Igual que tú/ Exactly Like You.

El día a día/ The days we're living, El mar interior/ The sea inside

En este mundo en perpetua expansión que llamamos Internet (es decir, el universo entero) la vida está llena de sorpresas. Unas mejores que otras, desde luego; y las hay también cegadoras y fascinantes. Conocer a dos personas deslumbrantes en todo el sentido del término ha sido uno de los mejores regalos que ha tenido mi vida. Seres vitales, apasionados y fríos al mismo tiempo, con tanto en común y tan distintos; tan separados y tan unidos, que aún no salgo de mi asombro y de mi agradecimiento por esa red de casualidades que han acabado enlazando mi vida con la de estos dos seres maravillosos.

El mundo gira, y nosotros con él. Las casualidades, a veces buscadas; las oportunidades del presente, qué sé yo. Todo juega un papel en el azar humano, casi el destino, que nos lleva a pensar que, pese a todas las circunstancias vitales que nos rodean, el momento en el que cruzamos miradas, nos saludamos con un apretón de manos y tomamos un café, estaban determinados y eran los únicos, los mejores, los adecuados. Eso me ha pasado con Abel y con Philippe.

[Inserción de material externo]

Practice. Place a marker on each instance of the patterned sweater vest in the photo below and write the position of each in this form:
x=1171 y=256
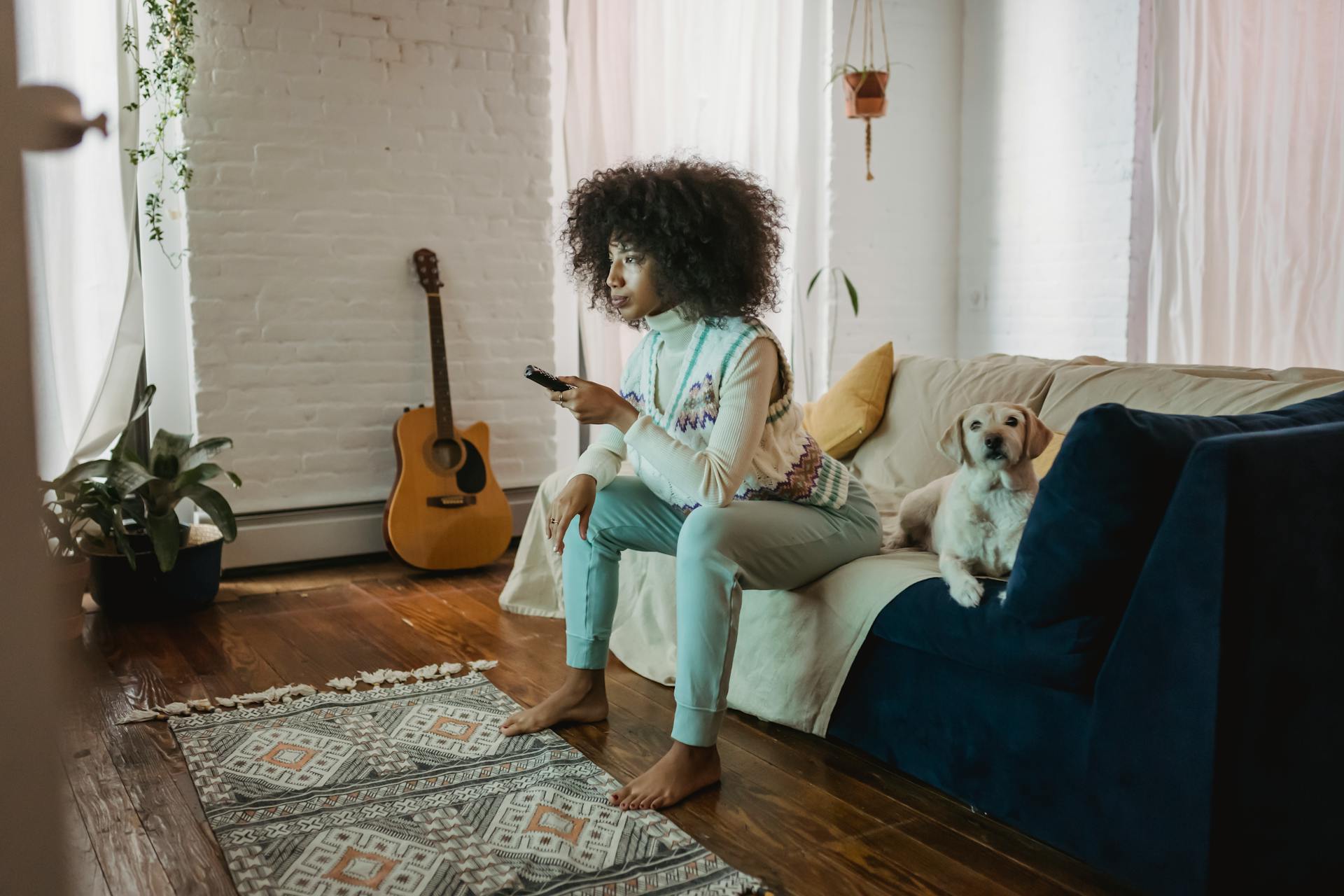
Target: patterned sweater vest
x=788 y=466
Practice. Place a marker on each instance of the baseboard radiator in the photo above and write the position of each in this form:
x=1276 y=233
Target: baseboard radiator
x=327 y=532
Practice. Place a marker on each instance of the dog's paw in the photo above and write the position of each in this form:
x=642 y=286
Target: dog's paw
x=968 y=593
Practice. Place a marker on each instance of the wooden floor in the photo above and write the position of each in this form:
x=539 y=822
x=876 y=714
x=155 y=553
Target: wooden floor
x=806 y=814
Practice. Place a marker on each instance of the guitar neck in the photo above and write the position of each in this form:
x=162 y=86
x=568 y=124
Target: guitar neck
x=438 y=359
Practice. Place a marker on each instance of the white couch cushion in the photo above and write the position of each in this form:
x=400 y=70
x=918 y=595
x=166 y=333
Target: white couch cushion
x=1170 y=390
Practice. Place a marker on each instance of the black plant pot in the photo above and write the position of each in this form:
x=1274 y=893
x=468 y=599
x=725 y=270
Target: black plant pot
x=148 y=593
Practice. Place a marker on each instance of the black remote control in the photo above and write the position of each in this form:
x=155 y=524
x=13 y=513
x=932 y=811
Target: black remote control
x=538 y=375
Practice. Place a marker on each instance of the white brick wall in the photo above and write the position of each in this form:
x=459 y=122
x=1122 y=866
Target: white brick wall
x=1047 y=163
x=897 y=235
x=331 y=139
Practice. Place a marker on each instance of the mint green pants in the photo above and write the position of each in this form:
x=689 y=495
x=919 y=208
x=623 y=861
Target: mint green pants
x=720 y=551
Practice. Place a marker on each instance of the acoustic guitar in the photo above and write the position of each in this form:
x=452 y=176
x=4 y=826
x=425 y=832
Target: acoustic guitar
x=447 y=511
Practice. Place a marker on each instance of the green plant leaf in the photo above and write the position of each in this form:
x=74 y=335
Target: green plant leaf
x=197 y=475
x=166 y=453
x=204 y=450
x=854 y=293
x=120 y=450
x=166 y=538
x=214 y=504
x=128 y=476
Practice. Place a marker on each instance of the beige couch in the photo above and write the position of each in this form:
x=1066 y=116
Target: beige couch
x=794 y=648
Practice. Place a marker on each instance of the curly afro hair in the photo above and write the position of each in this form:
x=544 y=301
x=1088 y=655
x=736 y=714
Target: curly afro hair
x=711 y=229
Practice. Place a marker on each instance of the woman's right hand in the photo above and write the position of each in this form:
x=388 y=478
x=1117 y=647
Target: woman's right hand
x=574 y=500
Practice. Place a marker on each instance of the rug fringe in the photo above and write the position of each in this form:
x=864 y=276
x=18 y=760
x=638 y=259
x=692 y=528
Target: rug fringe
x=286 y=694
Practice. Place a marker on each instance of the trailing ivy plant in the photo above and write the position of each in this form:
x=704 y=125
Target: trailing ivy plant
x=166 y=77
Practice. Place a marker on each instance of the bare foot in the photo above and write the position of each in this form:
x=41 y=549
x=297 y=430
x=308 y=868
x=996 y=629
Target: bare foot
x=582 y=697
x=682 y=771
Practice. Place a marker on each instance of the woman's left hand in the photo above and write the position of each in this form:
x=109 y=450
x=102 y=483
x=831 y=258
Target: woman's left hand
x=594 y=403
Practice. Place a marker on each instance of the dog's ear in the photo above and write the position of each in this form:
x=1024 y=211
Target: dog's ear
x=1038 y=434
x=952 y=442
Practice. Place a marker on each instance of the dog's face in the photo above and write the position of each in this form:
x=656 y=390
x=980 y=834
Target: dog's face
x=995 y=435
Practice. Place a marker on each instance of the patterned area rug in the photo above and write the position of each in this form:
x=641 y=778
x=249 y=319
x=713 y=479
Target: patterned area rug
x=412 y=790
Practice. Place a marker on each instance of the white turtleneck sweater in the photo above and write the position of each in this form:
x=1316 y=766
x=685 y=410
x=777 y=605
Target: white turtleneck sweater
x=717 y=473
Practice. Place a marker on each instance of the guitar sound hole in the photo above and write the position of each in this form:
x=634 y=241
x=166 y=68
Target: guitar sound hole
x=470 y=479
x=447 y=451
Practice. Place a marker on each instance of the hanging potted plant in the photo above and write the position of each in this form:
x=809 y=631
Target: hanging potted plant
x=864 y=83
x=864 y=92
x=121 y=514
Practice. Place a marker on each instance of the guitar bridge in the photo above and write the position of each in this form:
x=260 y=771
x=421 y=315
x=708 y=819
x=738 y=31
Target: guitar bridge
x=451 y=500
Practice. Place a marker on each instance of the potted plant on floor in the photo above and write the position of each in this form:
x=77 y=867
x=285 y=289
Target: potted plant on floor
x=121 y=514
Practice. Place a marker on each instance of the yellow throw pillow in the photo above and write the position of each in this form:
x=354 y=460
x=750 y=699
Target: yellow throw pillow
x=1047 y=457
x=851 y=409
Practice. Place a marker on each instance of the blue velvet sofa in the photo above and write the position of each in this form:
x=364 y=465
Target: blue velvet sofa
x=1159 y=695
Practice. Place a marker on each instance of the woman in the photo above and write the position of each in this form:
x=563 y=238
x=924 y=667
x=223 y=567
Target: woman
x=727 y=480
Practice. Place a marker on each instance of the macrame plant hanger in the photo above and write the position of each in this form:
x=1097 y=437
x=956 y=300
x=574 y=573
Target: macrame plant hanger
x=866 y=89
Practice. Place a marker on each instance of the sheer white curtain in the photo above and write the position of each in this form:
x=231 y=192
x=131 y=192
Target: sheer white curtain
x=1247 y=262
x=676 y=77
x=88 y=328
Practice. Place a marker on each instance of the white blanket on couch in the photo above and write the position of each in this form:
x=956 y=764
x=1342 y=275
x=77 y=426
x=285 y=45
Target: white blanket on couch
x=794 y=648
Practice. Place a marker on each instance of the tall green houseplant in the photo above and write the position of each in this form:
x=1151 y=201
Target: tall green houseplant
x=108 y=493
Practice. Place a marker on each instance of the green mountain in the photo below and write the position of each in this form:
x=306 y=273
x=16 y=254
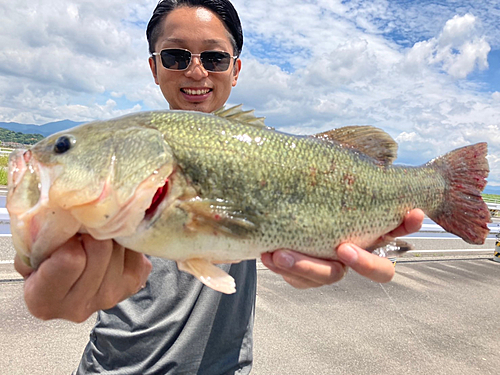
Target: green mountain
x=7 y=136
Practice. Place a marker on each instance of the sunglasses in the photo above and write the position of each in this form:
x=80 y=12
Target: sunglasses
x=179 y=59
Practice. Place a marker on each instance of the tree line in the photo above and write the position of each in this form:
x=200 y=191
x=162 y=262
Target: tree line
x=9 y=136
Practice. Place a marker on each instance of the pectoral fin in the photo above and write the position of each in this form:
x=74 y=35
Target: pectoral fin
x=208 y=274
x=214 y=216
x=388 y=247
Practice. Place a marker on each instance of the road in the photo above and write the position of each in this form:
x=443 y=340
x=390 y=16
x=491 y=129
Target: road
x=440 y=315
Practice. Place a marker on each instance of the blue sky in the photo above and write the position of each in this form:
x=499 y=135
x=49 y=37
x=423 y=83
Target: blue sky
x=427 y=72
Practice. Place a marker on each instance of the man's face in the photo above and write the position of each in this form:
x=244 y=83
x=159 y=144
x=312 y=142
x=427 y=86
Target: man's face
x=197 y=30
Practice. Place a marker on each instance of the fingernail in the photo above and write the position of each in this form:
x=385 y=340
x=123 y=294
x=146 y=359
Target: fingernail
x=348 y=255
x=284 y=260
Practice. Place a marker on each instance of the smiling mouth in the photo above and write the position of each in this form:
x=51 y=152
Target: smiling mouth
x=196 y=92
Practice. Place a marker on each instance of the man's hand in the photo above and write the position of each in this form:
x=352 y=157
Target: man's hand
x=81 y=277
x=303 y=272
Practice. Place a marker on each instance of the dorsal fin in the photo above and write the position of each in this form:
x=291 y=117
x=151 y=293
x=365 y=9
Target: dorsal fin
x=369 y=140
x=236 y=113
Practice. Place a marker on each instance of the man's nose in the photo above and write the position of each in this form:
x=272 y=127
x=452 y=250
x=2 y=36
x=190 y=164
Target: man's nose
x=195 y=69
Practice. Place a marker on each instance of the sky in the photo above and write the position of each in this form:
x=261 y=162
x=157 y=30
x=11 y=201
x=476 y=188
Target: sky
x=427 y=72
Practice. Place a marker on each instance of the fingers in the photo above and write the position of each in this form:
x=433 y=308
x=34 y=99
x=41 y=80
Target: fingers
x=22 y=267
x=83 y=276
x=302 y=271
x=366 y=264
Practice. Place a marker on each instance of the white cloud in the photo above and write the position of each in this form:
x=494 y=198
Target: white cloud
x=307 y=66
x=459 y=50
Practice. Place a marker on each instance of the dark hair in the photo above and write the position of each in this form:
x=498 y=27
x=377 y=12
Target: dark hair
x=223 y=8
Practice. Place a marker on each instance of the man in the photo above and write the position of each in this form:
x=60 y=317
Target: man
x=174 y=324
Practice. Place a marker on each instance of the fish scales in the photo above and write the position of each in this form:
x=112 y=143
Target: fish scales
x=207 y=188
x=311 y=195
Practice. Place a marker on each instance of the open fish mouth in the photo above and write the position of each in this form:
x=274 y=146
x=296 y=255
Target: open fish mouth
x=39 y=225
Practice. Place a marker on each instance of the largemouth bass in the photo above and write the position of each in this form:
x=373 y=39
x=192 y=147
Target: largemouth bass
x=208 y=188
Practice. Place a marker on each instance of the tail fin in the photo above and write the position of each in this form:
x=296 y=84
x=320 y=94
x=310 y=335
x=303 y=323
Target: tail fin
x=463 y=211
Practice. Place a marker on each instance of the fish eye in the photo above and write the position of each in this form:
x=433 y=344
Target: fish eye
x=63 y=144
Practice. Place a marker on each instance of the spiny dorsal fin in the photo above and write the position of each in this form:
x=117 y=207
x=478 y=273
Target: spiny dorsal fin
x=236 y=113
x=371 y=141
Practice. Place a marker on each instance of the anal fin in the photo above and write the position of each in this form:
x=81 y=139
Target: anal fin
x=208 y=274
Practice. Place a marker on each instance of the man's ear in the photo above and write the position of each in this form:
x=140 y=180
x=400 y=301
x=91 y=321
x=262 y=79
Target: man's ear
x=152 y=66
x=236 y=71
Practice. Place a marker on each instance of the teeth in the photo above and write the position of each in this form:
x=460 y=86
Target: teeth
x=196 y=92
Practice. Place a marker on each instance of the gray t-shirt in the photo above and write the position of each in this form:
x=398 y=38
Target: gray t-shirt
x=176 y=325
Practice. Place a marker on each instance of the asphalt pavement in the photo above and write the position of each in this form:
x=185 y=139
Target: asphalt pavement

De habitual, intento ser cuanto más personal más elíptico; cuanto más cercano, más intrincado. Todo tiene un límite, y el pudor y la decencia aún más. Y, sin embargo, esta vez intentaré hacer una pequeña excepción. El lazo (si es un lazo) que nos une tiene mucho de inhabitual, de poco corriente, de extraño. Y sin embargo se ha gestado con las fuerzas telúricas del corazón, templado a fuego por las circunstancias, y sembrado con ciertas dosis de locura pasajera que, vista de lejos, sólo me arranca sonrisas.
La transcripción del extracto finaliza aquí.